Hosmer-Leme show goodness of fit test was used to test for the overall goodness of fit of the model reflected by non-significant p-values for the three categories of maternal healthcare.

4.3. Presentation of Econometric Results

Marginal6 effects were computed to provide a measure of effects of unit changes of the predictor variables on the probabilities of choosing a particular outcome of the dependant variable. Marginal effects are defined as the slope of the prediction function. They provide information about a change in predicted probabilities that is due to a unit change in the explanatory variable. In factor (dummy) variables, marginal effects gives information on the change in predicted probabilities as the variable changes from the reference category, hence it is the difference between predicted probabilities between a category and the reference category. Marginal effects are more useful than slope coefficients of discrete response models since marginal effects estimate the change in probability whereas slope coefficients simply give the relative odds ratio in favour of a particular outcome (Wooldridge, 2004).

5. Discussion of Results

5.1. Geographic Factors

Consistent with general findings in literature (Muchabaiwa et al., 2014; Tran, 2012), the study results revealed that residing in urban areas increases the chances of utilising maternal healthcare facilities by 17.94%. This is largely because women in urban areas are better placed in terms of information, knowledge and access to maternal healthcare services as compared to their rural counterparts, hence more likely to deliver in health facilities. In addition, healthcare services are more distributed in urban areas than in rural areas thereby increasing accessibility of these services in urban areas.

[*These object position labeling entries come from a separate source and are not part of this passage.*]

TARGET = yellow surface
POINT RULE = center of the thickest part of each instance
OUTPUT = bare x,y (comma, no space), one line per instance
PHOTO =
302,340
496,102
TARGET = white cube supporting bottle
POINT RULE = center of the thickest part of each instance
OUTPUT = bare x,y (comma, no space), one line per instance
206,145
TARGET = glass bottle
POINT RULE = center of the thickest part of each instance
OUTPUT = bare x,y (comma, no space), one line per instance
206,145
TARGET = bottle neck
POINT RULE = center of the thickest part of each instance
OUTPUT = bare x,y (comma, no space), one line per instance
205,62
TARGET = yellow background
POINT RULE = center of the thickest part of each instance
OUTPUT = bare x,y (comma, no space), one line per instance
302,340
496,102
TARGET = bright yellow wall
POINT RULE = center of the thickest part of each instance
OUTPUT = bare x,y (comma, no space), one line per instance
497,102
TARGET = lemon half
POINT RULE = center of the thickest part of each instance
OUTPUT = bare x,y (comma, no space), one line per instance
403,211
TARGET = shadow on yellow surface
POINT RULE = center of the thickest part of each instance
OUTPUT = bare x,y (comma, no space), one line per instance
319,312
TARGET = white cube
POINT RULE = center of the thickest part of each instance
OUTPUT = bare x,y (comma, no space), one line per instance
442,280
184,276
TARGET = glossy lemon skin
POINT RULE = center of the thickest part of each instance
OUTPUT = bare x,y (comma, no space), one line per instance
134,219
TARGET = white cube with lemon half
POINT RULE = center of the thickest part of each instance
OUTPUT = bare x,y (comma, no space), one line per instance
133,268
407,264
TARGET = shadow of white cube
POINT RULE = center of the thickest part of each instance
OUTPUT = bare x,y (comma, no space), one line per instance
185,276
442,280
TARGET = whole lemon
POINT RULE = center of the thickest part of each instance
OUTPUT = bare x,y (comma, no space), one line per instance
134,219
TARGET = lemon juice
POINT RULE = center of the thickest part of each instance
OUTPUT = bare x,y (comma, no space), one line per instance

Marginal effects results show that residing in Harare reduces the probability of utilising antenatal services by 2.77% compared to Bulawayo. These results are influenced by the fact that residences in the capital city of Harare have a wider choice of health service centres which make them become less threatened by possible obstetric risks. However, residing in Harare and Matabeleland increases the probability of delivering in a healthy institution by 10.39% and 10.27% respectively as compared to residing in Bulawayo, whilst residing in Mashonaland province reduces the probability of delivering in a healthy institution by 5.47%. The reason for a higher probability of delivering at a health institution in Harare as compared to Bulawayo could be a result of a large number of these health institutions found in Harare than in Bulawayo. As for Matabeleland, which then excludes Bulawayo town, could be a result of activities of Non-Governmental Organisations (NGOs) and some missionary hospitals providing free maternal healthcare services.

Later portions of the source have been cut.